Learning how to grocery shop
The Not-So-Starving Student
by Rebecca Reichl
Buying Grocery Store Specials
Grocery Shopping On Your Own
Brand vs. Generic
There's something about that first solo, totally independent grocery trip that sends a little shiver of excitement up your spine. So many possibilities, so little time! The problem is, whether your menu revolves around cereal, boxed mac 'n cheese, or organic granola bars, it's way too easy to spend your entire month's food money on a week's worth of groceries, leaving you staring at your calendar imagining weeks of hunger ahead. Before resigning yourself to a dismal life of bread and water, take some preemptive action and prepare for a life of gastronomic satisfaction.

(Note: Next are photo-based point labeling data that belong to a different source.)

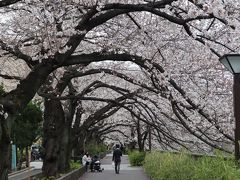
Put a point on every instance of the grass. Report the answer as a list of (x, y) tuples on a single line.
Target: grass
[(167, 166), (136, 158)]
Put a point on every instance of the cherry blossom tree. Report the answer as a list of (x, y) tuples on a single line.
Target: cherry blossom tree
[(48, 35)]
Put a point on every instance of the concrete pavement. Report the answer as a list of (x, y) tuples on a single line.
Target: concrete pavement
[(126, 171), (35, 169)]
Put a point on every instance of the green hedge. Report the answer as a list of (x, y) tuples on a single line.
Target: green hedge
[(136, 158), (166, 166)]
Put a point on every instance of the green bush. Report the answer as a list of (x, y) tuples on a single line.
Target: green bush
[(136, 158), (161, 166), (75, 165), (94, 148)]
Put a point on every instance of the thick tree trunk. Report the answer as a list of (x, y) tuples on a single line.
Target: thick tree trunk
[(52, 131), (13, 102)]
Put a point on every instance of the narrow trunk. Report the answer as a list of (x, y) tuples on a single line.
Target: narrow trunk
[(20, 161), (52, 131), (5, 146), (64, 150), (27, 158)]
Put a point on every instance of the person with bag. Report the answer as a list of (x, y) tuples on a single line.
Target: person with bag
[(86, 159), (117, 153)]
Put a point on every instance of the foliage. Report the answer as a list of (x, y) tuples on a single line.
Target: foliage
[(75, 165), (27, 126), (183, 167), (136, 158), (95, 148)]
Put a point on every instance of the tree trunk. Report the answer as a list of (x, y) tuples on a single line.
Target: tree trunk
[(64, 159), (27, 157), (52, 131), (5, 146), (20, 161)]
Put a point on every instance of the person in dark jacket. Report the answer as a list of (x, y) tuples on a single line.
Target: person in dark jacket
[(117, 153)]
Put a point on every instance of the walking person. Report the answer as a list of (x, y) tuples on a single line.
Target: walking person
[(117, 153), (86, 159)]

The absolute first thing you need to do is make a budget. Before you start reveling in your newfound cuisine freedom, figure out how much you can spend on groceries weekly. What you can afford unavoidably decides what you can buy. Set a dollar amount and plan on sticking to it. Banish the temptation to justify overspending. After all, food is a necessity, right? Try to set a reasonable limit, but know that it will take some trial-and-error to figure out exactly what your needs are and make a strategy.

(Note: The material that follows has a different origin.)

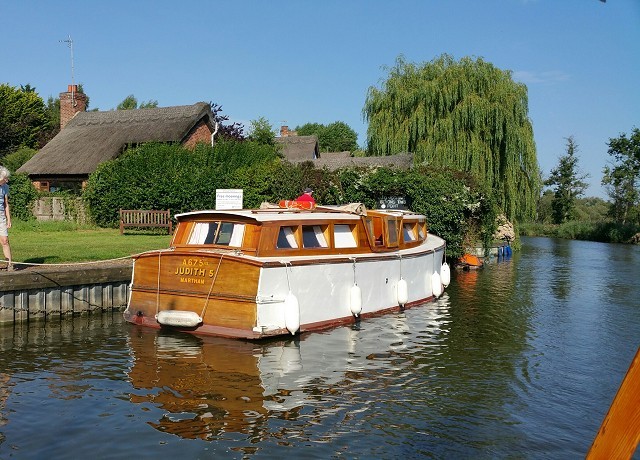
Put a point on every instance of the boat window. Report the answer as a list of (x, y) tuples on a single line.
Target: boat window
[(392, 227), (313, 237), (409, 232), (374, 229), (224, 234), (343, 236), (287, 238), (237, 235), (203, 233), (422, 232)]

Next, sit down and make a plan. I know, I know. With after school schedules, work schedules and social schedules, the last thing you want is another "to do" list. Don't worry. You'll only need to do this a couple of times. Before you know it, you'll have grocery skills to put your mom to shame. So sit down and map out a menu for the week. It doesn't have to be fancy; look at your day-to-day lifestyle and plan accordingly. If you pack a sandwich every Wednesday or like to cook a gourmet meal every Saturday, write it down. Try to map out a solid week's schedule you can use to determine your needs and make a list. Most importantly, don't use "I might change my mind" as an excuse not to plan at all. Freedom is one of the beautiful things about life on your own, and no list should get in the way of that! A moderately flexible framework, however, can spare you both checkout surprises and hungry nights.

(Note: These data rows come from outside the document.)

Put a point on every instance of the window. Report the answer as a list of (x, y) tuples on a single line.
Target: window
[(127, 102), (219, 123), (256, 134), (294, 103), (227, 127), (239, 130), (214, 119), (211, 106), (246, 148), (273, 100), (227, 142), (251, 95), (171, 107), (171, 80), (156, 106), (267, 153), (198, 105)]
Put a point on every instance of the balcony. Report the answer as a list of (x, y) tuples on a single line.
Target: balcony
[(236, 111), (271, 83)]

Don't forget that you actually have to eat this stuff. It's a common temptation to be over-inspired in healthy eating, or underestimate just how much food you actually need to get through the week. You blaze into the grocery store, emerging triumphantly with a month's supply of raw veggies and bran cereal or seven cans of SpaghettiOs and a loaf of bread. It's important to buy food you actually want to eat, because it will all be wasted when you retreat in despair to McDonalds because you can't take one more veggie wrap or you're just plain starving.
Don't worry. This doesn't mean filling your basket with kiddy-sized portions. The fact is that the more frequently you are in the grocery store, the more money you'll spend. You run in to pick up a gallon of milk, and the next thing you know you're checking out with a carton of cereal, a box of cookies, and the magazine with your favorite celeb on the cover. Planning ahead for a week or two will keep you out of the grocery store and your money in your pocket.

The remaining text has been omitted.